Urteil zum Tarifeinheitsgesetz: Rückschlag für Spartengewerkschaften

Das Bundesverfassungsgericht hat beschlossen, dass das Tarifeinheitsgesetz rechtmäßig ist. Sind Lokführer & Co. bedroht? Fragen und Antworten.

Mehrere Menschen und Fahnen mit der Aufschrift GDL

Darf die GDL künftig nicht mehr streiken? Foto: dpa

BERLIN taz | Das seit 2015 geltende Tarifeinheitsgesetz ist weitgehend mit dem Grundgesetz vereinbar. Das hat das Bundesverfassungsgericht in Karlsruhe in einem am Dienstag veröffentlichten Urteil entschieden – jedoch auch Änderungen am Gesetz gefordert. Das Gericht verlangt „Vorkehrungen“, damit die Belange der Mitglieder von Minderheitengewerkschaften nicht vernachlässigt werden. Dazu muss der Gesetzgeber bis Ende nächsten Jahres eine Neuregelung schaffen, die die Interessen kleiner Gewerkschaften sicherstellt. (AZ: 1 BvR 1571/15 und weitere)

Im Folgenden hat die taz wichtige Fragen und Antworten zum Tarifeinheitsgesetz zusammengetragen.
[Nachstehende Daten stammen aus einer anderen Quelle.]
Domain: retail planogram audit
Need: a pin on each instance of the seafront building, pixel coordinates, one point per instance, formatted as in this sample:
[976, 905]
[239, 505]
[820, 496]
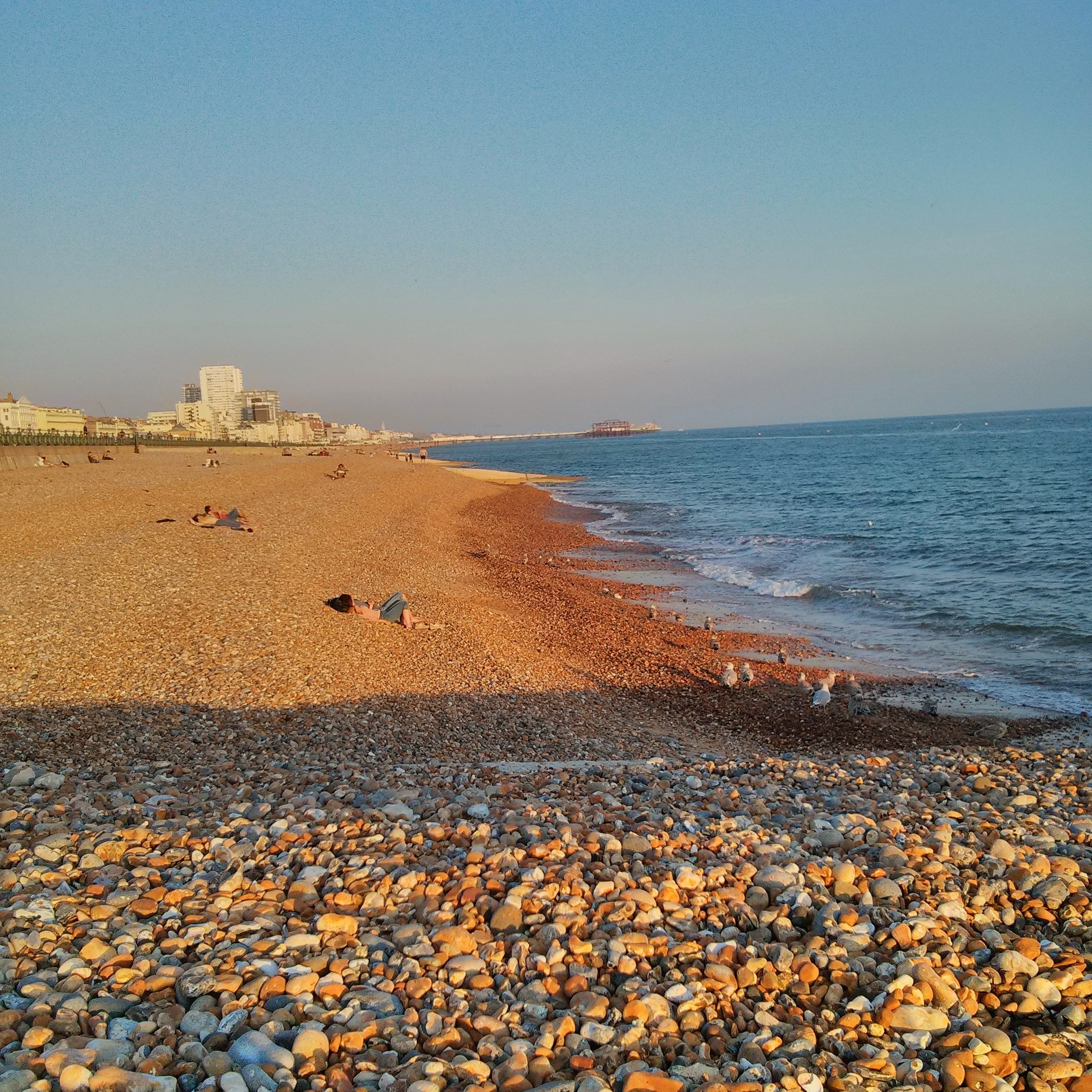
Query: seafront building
[21, 415]
[216, 409]
[222, 389]
[18, 415]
1. Was bewirkt das Tarifeinheitsgesetz?

Das von Bundesarbeitsministerin Andrea Nahles (SPD) eingebrachte Gesetz soll die Vielfalt in der Tariflandschaft in einzelnen Betrieben beenden, etwa den Krankenhäusern oder bei der Bahn. Denn es sieht vor, dass nur der Tarifvertrag der Gewerkschaft mit den meisten Mitgliedern angewendet wird. Sind die Mehrheitsverhältnisse nicht klar, zählen unabhängige Notare die Mitglieder und stellen so fest, wer die Löhne und Arbeitszeiten aushandeln darf. Diese Regelung halten die Kläger für verfassungswidrig, weil sie nach ihrer Ansicht gegen die im Artikel 9 Absatz 3 des Grundgesetzes geschützte Koalitionsfreiheit verstößt. Nahles bestritt dies in der mündlichen Verhandlung in Karlsruhe.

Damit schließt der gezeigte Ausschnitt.